From the analysis, we gained some ideas about the cause of bad mental health.

In the risk factors that we were interested in, diabetes, obesity and sleeping less than 7 hours have positive relationship with bad mental health. This indicates that chronic diseas are more likely to cause mental health disease. The economic pressure and poor physical conditions caused by chronic diseas might lead to bad mood of the patients and eventually cause a bad mental health and even mental health disease.
Binge drinking, cancer and income are inversely associated with bad mental health. Drinking might be able to release stress, which can enable people to keep a good mood. Individuals who have high income may have less socioeconomic pressure and are more cared about their mental health conditions.
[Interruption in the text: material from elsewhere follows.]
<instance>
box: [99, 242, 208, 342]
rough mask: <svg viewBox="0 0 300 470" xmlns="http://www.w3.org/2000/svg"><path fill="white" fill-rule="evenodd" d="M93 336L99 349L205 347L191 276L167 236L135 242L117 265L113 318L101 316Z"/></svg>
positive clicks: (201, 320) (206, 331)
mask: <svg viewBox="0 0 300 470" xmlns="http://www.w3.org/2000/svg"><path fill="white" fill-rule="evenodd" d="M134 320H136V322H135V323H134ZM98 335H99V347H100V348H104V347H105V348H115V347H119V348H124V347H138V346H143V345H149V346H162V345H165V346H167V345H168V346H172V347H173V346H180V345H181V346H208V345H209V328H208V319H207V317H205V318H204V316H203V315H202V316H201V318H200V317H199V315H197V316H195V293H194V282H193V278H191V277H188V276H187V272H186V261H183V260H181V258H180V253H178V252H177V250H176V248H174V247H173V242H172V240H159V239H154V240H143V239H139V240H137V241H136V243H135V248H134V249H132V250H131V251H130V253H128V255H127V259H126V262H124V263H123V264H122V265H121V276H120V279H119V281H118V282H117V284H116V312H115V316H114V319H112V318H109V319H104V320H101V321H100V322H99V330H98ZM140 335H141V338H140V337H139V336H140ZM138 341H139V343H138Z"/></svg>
As for level of education,we can see from the results that a high rate of high-school and college education are inversely associated with bad mental health. Thus a higher education level indicates that the person has a better way to adjust the mental condition.
In the aspect of race. It can be discovered that asian and indian have negative relationship with bad mental health while the black has a positive relationship with bad mental health prevalence. This shows that racial discrimination experience that different populations have been through have an effect on the mental health conditions of people.